Words of Caution: There is some strong language in the book as well as numerous sexual situations. The sexual situations aren't overtly graphic, but there is enough details to let readers know what is going on. Recommended for high school and up. 

If you like this book try:  The Lighter Side of Life and Death by CK Kelly Martin
3 Responses
  1. Vee Says:

    I haven't read The DUFF yet, but it sounds like something that's really incredibly honest and an absolute must-read. I know a lot of people have had problems with the way the sex is handled, but I find it pretty realistic to the way some teenagers I know behave.

    I really like how your review focused on both the positives and negatives of this book, though.

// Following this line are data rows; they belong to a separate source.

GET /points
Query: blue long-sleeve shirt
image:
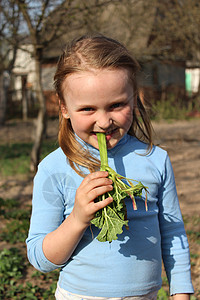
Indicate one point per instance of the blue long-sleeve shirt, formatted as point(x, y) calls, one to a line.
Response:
point(130, 265)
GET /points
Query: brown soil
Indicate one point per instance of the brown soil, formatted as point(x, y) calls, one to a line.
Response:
point(182, 141)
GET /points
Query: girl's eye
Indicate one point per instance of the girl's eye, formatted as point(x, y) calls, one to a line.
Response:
point(116, 105)
point(87, 109)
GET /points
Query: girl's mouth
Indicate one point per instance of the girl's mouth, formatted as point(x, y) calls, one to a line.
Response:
point(108, 134)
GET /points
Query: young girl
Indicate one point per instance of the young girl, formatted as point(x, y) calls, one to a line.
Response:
point(97, 89)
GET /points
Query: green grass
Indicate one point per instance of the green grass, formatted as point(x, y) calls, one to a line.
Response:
point(170, 109)
point(15, 157)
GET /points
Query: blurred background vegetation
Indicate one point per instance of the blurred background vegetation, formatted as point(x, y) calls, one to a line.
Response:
point(164, 36)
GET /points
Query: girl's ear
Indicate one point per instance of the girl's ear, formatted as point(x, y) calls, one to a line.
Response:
point(64, 111)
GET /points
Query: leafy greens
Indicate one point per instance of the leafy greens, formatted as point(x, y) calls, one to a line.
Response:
point(113, 217)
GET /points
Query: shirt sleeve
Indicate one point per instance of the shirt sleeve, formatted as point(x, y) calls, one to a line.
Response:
point(47, 215)
point(174, 243)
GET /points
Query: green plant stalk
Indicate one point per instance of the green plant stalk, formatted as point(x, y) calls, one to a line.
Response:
point(112, 218)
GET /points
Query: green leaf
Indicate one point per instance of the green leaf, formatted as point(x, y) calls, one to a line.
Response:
point(110, 223)
point(112, 218)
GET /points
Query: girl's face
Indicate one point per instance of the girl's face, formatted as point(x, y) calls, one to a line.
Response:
point(99, 101)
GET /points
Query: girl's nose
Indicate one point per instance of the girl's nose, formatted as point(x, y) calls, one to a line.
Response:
point(104, 121)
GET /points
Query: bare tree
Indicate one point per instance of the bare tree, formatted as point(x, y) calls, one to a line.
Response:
point(9, 41)
point(35, 15)
point(176, 33)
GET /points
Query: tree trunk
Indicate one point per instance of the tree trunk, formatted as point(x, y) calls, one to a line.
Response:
point(41, 120)
point(2, 100)
point(24, 99)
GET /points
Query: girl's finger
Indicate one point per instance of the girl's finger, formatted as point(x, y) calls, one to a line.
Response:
point(100, 190)
point(101, 204)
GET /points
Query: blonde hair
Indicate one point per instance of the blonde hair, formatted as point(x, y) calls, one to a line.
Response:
point(97, 52)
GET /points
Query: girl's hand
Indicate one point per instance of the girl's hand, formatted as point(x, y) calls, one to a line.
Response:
point(92, 186)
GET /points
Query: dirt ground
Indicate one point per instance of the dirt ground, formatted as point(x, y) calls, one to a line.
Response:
point(180, 138)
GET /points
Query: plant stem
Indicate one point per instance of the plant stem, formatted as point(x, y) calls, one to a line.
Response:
point(102, 149)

    Thanks for the honest, balanced review :)

  2. Jenny Says:

    I have this one on my list and like you have read a ton of glowing reviews for it so it was interesting to read your somewhat conflicting thoughts. It's fun to see how everyone reacts to the same books:) Bianca does sound like a fantastic heroine, one who might overshadow some of the other flaws you mentioned for me. Thanks for this review Rummanah!

  3. Nat Says:

    I really enjoyed this honest review! I agree that sometimes books like these are polarizing and I am usually in the middle of the road. I have not read this one yet but plan to if it comes to my library.